Argued March 3, 1987 Decided June 15, 1987
- Full case name: Board of Airport Commissioners of Los Angeles v. Jews for Jesus, Inc.
- Citations: 482 U.S. 569 (more) 107 S. Ct. 2568; 96 L. Ed. 2d 500; 1987 U.S. LEXIS 2619; 55 U.S.L.W. 4855

Case history
- Prior: Cert. to the Circuit Court of Appeals for the Ninth Circuit

Holding
- A resolution banning all "First Amendment activities" at Los Angeles International Airport violates the First Amendment.

Court membership
- Chief Justice William Rehnquist Associate Justices William J. Brennan Jr. · Byron White Thurgood Marshall · Harry Blackmun Lewis F. Powell Jr. · John P. Stevens Sandra Day O'Connor · Antonin Scalia

Case opinions
- Majority: O'Connor, joined by unanimous
- Concurrence: White, joined by Rehnquist

Laws applied
- U.S. Const. amend. I

= Board of Airport Commissioners of Los Angeles v. Jews for Jesus, Inc. =

Board of Airport Commissioners of Los Angeles v. Jews for Jesus, Inc., 482 U.S. 569 (1987), was a case in which the United States Supreme Court held that an ordinance prohibiting all "First Amendment activities" in the Los Angeles International Airport was facially unconstitutional due to its overbreadth.

== Background ==
In July 1984, Howard Snyder, a minister with the organization Jews for Jesus, was distributing religious leaflets in the Central Terminal Area at Los Angeles International Airport. An officer with the Department of Airports told Snyder that his activities violated a resolution adopted by the Board of Airport Commissioners and requested that he leave or be subject to legal action by the City. Snyder left the airport and Jews for Jesus later sued to challenge the constitutionality of the resolution.

== Decision of the Supreme Court ==
The unanimous opinion of the Court was written by Justice O'Connor.
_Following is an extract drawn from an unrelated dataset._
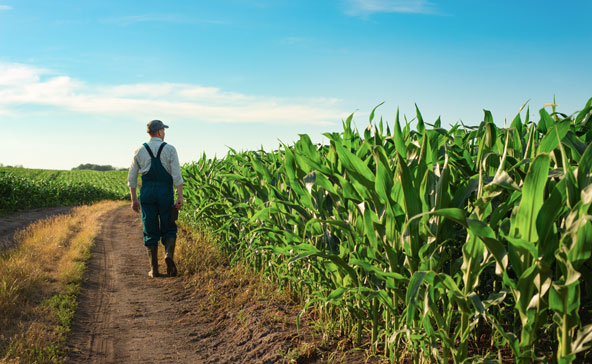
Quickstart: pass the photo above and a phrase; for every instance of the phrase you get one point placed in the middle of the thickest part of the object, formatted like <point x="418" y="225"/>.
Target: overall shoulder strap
<point x="149" y="151"/>
<point x="160" y="150"/>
O'Connor wrote that the ordinance "reaches the universe of expressive activity, and, by prohibiting all protected expression, purports to create a virtual 'First Amendment Free Zone' at LAX". The Airport Commissioners argued that the ordinance would only be applied against activities that were related to the airport, but O'Connor pointed out that "wearing of a T-shirt or button that contains a political message" would still fall within the prohibition.

In a brief concurrence, Justice White expressed his concern that the decision did not address the question of whether the airport constituted a public forum.